Each state has shared fault rules that reduces what you can recover if you were partially to blame. In many states, like California, your compensation would be reduced by the percentage of fault the jury assigns to you.[2] In some other states, your compensation would be reduced by your percentage of fault, but you would recover nothing if you were more than half at fault.[3] In a couple of states, you would recover nothing if you shared any of the blame.[4]
The insurance company will look for reasons to blame you for the crash and then reduce the settlement offers that they make.
The amount of insurance coverage can also reduce your payout, particularly in crashes that cause severe injuries. Liability insurance policies have policy limits. If your losses exceed these limits, the insurance company would pay the policy limit and no more. You would have to recover whatever was left from somewhere else. In the past, our personal injury attorneys have helped clients recover this remaining amount from:
- the driver that hit you, and/or
- your own underinsured/uninsured motorist coverage.
Punitive damages are rare in car accident settlements
Your economic and noneconomic damages are both types of compensatory damages. They are not the only type of damages that you can recover in a personal injury case. You can also recover punitive damages, which assess a penalty against the defendant for especially bad behavior.
However, punitive damages are extremely rare in car accident cases that are based on negligence. Our car accident lawyers have found that they are only likely to be available if the crash was deliberate.
Other car accident settlement formulas to use
Insurance adjusters may also use the per diem method as an auto accident settlement formula.
Under this method, you would get a daily payment for each day you experienced pain and suffering from the crash. The daily amount is based on your income.
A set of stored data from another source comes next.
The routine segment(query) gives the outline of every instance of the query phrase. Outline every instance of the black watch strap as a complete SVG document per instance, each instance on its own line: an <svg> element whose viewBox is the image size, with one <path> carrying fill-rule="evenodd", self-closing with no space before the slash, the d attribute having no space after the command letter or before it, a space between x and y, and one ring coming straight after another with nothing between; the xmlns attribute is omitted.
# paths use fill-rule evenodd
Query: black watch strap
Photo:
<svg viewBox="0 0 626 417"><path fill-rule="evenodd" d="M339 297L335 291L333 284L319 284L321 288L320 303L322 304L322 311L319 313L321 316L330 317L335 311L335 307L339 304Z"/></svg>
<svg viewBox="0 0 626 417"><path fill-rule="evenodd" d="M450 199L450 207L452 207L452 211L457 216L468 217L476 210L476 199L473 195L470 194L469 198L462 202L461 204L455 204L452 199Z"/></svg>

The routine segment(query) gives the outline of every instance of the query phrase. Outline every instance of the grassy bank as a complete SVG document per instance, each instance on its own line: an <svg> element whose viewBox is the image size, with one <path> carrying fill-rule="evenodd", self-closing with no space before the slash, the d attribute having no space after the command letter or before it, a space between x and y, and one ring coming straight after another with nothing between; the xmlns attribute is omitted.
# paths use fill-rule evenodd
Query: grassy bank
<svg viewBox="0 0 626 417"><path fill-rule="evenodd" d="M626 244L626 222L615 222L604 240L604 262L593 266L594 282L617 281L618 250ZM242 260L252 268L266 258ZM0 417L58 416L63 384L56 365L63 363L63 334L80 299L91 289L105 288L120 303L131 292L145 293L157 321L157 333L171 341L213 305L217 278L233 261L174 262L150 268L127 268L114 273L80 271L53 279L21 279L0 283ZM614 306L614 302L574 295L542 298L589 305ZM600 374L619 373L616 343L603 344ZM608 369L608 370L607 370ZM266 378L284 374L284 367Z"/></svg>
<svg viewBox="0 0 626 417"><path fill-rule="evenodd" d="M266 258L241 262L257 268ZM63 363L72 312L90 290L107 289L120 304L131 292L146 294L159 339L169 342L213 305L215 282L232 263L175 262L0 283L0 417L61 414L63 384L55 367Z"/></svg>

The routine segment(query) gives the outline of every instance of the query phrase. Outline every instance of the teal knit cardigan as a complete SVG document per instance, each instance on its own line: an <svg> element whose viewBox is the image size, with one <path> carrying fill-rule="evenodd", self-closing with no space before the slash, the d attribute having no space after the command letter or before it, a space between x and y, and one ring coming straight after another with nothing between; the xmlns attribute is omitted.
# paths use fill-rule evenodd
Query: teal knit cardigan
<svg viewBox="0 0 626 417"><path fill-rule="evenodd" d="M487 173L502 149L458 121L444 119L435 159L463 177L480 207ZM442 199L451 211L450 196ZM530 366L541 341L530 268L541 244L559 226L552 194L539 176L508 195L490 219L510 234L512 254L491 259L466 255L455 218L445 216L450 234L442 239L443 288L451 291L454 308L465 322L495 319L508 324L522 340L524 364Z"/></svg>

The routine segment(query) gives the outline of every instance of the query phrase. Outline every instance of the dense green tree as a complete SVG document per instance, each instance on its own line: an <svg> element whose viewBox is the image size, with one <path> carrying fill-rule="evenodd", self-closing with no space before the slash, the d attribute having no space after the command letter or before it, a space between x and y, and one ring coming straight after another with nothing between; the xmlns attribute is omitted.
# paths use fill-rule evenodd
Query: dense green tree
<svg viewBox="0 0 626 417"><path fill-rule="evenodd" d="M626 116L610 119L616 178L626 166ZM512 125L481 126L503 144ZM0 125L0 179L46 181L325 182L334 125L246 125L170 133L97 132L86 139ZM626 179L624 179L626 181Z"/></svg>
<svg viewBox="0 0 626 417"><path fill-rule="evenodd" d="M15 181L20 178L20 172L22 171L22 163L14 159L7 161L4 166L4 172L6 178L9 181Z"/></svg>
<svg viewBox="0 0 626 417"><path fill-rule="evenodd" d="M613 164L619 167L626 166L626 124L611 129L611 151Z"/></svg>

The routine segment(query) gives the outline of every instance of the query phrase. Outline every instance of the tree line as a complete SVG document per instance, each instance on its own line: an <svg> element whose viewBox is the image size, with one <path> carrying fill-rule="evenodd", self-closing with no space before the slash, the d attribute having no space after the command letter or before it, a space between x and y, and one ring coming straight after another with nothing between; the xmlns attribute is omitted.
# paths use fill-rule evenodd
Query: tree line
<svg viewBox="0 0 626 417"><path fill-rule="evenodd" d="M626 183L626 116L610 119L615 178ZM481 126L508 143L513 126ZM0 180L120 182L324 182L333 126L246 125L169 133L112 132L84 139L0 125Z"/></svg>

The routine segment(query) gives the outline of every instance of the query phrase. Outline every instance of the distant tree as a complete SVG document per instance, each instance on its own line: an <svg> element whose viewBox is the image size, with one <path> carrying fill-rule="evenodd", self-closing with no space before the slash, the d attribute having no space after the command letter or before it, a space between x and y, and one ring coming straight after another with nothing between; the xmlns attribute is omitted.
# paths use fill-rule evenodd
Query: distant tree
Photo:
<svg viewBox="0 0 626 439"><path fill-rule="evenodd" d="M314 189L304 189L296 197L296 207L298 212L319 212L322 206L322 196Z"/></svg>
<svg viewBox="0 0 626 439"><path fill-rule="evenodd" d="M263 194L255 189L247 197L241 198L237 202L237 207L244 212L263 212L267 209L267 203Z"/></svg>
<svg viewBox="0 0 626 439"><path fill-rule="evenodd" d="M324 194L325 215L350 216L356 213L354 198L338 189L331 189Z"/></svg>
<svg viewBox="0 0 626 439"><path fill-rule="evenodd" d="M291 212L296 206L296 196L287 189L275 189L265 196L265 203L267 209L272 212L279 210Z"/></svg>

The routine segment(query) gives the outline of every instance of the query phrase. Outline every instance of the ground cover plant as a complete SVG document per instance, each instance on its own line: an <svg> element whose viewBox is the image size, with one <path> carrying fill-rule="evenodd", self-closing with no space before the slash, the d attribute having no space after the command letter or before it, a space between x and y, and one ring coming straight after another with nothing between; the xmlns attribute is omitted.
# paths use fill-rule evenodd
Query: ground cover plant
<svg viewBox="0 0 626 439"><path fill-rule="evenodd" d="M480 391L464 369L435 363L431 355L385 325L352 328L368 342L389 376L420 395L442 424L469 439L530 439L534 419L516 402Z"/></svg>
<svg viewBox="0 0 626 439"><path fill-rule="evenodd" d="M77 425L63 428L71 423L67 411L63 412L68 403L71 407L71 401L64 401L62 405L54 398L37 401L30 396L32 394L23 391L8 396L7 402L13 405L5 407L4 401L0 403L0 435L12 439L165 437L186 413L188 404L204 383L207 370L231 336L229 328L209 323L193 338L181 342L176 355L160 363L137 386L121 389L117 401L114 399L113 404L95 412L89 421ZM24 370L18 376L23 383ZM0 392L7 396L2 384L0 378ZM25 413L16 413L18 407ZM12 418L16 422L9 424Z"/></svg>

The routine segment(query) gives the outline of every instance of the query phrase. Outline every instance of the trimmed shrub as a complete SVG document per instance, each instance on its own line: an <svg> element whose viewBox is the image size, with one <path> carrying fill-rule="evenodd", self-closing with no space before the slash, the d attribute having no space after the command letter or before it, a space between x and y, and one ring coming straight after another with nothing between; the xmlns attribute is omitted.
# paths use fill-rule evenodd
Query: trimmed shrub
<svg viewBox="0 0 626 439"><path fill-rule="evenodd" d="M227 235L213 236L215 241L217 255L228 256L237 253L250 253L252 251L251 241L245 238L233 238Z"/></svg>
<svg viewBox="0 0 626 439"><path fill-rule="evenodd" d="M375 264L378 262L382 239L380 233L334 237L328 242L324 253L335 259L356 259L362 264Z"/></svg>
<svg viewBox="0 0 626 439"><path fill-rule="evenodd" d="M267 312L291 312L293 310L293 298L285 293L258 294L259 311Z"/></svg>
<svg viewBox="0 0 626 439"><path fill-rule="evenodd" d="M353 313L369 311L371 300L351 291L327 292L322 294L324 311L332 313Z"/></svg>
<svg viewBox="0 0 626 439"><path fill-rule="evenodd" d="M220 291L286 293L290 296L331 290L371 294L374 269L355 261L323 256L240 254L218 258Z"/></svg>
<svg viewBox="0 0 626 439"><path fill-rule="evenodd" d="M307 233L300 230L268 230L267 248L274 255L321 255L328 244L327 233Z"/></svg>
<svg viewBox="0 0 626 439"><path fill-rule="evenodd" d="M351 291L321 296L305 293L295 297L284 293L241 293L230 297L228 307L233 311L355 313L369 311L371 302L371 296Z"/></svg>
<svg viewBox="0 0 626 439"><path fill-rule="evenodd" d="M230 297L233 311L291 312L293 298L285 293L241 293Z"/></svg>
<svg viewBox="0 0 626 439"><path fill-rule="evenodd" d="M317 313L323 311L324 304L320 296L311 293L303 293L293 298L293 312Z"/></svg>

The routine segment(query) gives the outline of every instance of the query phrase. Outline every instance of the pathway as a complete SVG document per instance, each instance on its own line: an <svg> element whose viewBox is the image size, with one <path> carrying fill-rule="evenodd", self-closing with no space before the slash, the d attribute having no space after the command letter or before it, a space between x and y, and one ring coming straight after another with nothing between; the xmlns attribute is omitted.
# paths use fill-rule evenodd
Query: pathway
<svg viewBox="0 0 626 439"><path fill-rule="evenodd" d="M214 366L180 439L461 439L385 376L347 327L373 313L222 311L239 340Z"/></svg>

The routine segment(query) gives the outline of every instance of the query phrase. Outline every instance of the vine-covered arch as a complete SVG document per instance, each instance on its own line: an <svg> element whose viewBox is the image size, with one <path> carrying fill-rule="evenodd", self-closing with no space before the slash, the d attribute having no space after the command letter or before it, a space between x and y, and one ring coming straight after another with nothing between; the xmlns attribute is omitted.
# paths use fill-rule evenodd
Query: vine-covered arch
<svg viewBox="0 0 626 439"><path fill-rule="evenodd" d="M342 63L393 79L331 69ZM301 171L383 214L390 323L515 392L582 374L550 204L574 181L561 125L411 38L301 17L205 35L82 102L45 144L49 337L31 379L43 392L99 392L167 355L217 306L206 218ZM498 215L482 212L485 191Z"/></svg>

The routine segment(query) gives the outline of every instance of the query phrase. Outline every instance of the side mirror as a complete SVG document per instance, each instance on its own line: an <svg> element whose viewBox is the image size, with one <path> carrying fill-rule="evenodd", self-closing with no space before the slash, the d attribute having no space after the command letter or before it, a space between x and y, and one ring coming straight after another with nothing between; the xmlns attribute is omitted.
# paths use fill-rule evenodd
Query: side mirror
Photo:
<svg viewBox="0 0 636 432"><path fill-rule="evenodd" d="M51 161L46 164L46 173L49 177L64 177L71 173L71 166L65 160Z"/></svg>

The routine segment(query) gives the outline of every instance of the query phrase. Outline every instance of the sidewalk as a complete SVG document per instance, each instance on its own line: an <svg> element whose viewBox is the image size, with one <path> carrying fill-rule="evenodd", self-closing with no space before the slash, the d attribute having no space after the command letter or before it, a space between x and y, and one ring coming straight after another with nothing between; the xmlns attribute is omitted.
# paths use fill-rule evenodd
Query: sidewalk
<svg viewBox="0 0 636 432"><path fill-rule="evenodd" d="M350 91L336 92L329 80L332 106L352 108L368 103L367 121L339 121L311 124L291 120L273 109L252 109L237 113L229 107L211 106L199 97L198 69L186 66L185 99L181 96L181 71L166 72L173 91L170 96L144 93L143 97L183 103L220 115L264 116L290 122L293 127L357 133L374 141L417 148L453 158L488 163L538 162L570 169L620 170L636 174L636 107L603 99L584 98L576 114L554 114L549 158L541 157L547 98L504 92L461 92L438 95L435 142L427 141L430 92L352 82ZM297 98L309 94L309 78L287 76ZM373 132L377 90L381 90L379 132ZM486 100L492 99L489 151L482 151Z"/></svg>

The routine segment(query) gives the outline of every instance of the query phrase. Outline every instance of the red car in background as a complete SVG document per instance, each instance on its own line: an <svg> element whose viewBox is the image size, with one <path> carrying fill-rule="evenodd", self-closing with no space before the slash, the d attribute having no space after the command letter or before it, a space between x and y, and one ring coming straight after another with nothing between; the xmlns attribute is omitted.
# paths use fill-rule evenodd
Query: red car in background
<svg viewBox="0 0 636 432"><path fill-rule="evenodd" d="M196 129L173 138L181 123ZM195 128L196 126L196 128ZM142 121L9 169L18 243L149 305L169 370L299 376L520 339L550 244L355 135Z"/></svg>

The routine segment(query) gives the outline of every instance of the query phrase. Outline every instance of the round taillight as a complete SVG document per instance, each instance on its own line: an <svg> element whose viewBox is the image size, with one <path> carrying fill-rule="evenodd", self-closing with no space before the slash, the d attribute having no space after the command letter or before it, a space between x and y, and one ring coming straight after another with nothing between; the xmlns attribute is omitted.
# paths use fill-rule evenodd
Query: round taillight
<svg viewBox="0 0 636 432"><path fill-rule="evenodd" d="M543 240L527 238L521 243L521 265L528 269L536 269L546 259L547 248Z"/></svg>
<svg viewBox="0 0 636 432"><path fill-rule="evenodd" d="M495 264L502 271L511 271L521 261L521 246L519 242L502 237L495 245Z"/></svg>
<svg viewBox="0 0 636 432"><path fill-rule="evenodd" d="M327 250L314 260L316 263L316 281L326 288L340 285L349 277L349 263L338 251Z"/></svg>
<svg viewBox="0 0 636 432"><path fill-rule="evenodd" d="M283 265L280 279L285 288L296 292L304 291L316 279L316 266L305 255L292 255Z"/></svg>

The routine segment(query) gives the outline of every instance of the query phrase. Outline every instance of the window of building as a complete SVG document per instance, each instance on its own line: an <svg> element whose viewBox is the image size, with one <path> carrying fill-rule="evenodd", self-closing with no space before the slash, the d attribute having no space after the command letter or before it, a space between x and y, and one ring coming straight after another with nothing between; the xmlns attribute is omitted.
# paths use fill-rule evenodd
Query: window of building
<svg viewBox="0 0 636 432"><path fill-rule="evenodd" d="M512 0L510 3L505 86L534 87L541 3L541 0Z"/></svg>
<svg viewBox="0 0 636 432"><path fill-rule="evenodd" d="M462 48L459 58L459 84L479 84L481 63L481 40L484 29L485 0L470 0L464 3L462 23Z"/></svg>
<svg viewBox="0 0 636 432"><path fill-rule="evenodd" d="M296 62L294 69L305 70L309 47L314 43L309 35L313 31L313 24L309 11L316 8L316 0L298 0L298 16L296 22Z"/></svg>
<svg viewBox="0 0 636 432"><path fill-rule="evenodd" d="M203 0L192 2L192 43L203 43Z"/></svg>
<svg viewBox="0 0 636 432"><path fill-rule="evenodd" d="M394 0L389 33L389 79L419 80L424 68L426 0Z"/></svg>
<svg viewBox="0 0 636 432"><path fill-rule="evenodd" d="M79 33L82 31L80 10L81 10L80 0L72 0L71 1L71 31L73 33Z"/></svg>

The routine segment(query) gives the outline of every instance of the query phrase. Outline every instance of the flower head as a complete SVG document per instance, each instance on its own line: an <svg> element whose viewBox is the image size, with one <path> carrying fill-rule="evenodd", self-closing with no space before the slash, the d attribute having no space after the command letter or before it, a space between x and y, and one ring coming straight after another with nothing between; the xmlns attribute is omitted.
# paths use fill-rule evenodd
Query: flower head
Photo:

It aims to estimate your noneconomic damages, much like the number used in the multiplier method. The daily payment would be added to your economic damages.
Because there are multiple car accident settlement calculators to use, it is important to get the legal advice of a car accident attorney. They can let you know when the settlement value being offered is inadequate. If no fair offer is made, they can help you file a personal injury claim.
Legal Citations:
[1] Insurance Information Institute, “Facts and Statistics: Auto Insurance.”
[2] See Li v. Yellow Cab Co., 13 Cal.3d 804 (1975).
[3] See Texas Civil Practice and Remedies Code 33.001.
[4] See Coutlakis v. CSX Transportation, Inc., 796 S.E.2d 556 (2017) (Virginia).